Bradenton historian's new book brings history to life

cnudi@bradenton.comMay 6, 2013 

BRADENTON -- When Cathy Slusser was in middle school, she visited a graveyard on St. Simons Island, Ga., and then and there became passionate about history.

Prior to the vacation, a teacher unhappy with young Slusser's choice of reading material -- trashy romance novels -- gave her a book by Eugenia Price.

The historical novel in the famed St. Simon Island trilogy, where Price spent years researching historical documents and interviewing longtime residents about life on the Georgia barrier island in the 1800s, sparked Slusser's interest in history.

Her parents, wanting to foster her new appreciation of the past, took the family to St. Simons Island.

"We went to the graveyard and I saw the names of the people in the story," she said. "It was then that I decided I was going to be a historian."

Slusser earned a bachelor's degree in history from Furman University in Greenville, S.C., and a master's degree at the University of South Florida.

Today, after working 29 years for Manatee County Clerk of Court R.B. "Chips" Shore, she recently was promoted to director of the Historical Resources Department.
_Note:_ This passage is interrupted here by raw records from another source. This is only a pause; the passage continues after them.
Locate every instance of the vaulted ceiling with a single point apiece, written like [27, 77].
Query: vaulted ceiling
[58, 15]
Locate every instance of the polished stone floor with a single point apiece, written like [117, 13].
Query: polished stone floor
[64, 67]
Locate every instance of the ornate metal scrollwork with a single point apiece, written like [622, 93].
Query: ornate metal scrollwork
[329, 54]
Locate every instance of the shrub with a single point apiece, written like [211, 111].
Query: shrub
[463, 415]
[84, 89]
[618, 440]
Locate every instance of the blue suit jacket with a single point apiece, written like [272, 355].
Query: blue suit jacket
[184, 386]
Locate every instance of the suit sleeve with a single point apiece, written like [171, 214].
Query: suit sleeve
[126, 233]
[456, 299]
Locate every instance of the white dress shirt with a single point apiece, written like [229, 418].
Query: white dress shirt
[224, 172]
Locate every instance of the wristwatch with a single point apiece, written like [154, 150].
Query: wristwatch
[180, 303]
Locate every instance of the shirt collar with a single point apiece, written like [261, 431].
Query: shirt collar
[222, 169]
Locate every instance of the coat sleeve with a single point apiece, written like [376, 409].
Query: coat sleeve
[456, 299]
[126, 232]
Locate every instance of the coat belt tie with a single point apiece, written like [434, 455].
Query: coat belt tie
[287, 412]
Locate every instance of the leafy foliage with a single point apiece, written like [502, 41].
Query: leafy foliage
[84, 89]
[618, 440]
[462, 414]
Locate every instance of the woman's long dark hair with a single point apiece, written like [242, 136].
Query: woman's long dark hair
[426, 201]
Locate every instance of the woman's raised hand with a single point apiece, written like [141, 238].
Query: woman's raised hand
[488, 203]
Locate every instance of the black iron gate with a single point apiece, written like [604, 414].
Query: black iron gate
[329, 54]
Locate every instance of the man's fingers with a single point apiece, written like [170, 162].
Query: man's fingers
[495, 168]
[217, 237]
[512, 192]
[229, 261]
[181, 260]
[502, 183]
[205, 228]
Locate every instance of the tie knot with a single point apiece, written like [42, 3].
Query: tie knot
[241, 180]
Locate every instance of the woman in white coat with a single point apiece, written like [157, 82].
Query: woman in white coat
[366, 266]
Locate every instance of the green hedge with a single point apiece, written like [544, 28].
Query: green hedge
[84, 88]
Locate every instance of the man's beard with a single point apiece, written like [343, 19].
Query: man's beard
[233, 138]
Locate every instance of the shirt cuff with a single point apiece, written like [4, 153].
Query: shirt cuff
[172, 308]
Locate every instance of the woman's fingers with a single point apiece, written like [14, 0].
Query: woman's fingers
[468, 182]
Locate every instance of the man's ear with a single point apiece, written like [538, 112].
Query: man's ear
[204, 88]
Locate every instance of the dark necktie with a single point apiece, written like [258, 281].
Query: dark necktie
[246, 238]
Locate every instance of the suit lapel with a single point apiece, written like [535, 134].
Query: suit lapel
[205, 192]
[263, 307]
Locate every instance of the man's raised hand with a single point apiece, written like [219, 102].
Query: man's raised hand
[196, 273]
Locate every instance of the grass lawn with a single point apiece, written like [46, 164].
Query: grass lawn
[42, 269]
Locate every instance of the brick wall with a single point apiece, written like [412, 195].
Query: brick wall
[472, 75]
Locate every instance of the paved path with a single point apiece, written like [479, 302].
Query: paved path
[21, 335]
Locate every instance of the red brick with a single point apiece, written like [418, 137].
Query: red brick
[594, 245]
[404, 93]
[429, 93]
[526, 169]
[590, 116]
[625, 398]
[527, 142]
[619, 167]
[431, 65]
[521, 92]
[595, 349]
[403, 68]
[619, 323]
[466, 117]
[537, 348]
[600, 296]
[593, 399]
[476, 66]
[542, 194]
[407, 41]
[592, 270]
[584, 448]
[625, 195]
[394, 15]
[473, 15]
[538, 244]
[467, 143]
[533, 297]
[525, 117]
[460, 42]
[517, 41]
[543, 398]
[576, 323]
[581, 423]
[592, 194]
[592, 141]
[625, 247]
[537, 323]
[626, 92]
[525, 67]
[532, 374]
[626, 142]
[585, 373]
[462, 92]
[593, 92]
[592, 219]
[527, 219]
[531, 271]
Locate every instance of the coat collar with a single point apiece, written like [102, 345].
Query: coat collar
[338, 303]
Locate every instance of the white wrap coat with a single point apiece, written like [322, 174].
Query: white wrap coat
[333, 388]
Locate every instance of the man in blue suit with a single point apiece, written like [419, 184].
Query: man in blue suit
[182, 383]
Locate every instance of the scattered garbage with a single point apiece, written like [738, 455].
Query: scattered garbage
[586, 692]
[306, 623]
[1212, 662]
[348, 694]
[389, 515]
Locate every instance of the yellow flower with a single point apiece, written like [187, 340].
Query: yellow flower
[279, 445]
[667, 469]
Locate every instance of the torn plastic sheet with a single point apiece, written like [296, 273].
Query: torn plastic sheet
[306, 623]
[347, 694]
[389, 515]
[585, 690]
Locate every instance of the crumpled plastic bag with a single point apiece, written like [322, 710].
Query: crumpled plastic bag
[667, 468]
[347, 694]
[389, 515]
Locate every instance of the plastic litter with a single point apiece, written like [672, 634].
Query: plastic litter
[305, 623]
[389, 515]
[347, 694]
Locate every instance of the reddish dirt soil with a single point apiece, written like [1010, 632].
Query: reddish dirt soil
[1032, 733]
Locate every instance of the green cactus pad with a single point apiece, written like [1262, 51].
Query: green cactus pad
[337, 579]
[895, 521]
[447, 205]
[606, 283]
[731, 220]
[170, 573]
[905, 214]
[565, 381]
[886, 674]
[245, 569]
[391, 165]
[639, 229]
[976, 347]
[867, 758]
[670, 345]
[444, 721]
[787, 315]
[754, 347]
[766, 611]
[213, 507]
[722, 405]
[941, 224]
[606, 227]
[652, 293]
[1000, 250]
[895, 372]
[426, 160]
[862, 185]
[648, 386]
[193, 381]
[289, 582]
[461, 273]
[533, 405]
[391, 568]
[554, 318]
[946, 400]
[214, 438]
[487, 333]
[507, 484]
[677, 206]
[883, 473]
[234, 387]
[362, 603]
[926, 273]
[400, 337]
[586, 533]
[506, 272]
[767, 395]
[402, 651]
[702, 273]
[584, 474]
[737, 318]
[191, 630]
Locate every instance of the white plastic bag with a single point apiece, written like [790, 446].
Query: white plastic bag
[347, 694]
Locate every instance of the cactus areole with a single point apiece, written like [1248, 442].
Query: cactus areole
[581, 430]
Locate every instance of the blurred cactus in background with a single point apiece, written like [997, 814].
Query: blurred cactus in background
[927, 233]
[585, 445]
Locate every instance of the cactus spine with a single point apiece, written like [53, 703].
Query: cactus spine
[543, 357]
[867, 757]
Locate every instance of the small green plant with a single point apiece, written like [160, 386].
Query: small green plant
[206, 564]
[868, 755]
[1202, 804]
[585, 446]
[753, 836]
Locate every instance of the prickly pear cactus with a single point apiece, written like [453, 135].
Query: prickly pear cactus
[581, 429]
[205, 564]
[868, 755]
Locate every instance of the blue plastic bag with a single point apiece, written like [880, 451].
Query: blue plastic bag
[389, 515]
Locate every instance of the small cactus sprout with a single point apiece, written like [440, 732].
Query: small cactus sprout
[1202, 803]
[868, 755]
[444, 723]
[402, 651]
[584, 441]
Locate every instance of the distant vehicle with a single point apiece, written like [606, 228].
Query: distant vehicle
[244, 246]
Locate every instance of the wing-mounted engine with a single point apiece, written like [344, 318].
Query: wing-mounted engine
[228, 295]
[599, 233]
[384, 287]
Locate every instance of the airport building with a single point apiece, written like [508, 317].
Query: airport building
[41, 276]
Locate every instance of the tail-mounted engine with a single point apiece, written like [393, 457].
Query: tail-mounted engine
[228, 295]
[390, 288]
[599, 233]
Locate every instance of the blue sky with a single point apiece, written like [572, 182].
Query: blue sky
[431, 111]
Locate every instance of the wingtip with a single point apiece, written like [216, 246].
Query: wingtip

"I remember when she walked in the door," Shore said of Slusser's hiring.

"I was impressed and wasn't going to let her walk out."

Shore had a position open in the department that would

eventually become historical resources, but knew a job would open soon at the Manatee Village Historical Park.

So he put her in the records department four months before making her supervisor at the village.

"I can't say enough good things about her," Shore said.

Slusser now reports directly to the clerk in the main change from the promotion from deputy director to director.

Over the years, management of three other museums -- the Agricultural Museum, Palmetto Historical Park and the Florida Maritime Museum at Cortez -- were added to Manatee Village Historical Park and the Historical Records Library.

"The department got so big and doing so well that I needed to have Cathy report directly to me," Shore said,

Two highlights of Slusser's career include establishing the History Fair program and shepherding the Historical Preservation ordinance.

Local middle school and high school students have participated in the History Fair for 20 years.

"I learned about the National History Fair project when I was at USF," Slusser said, "and got it started after I started working for the clerk."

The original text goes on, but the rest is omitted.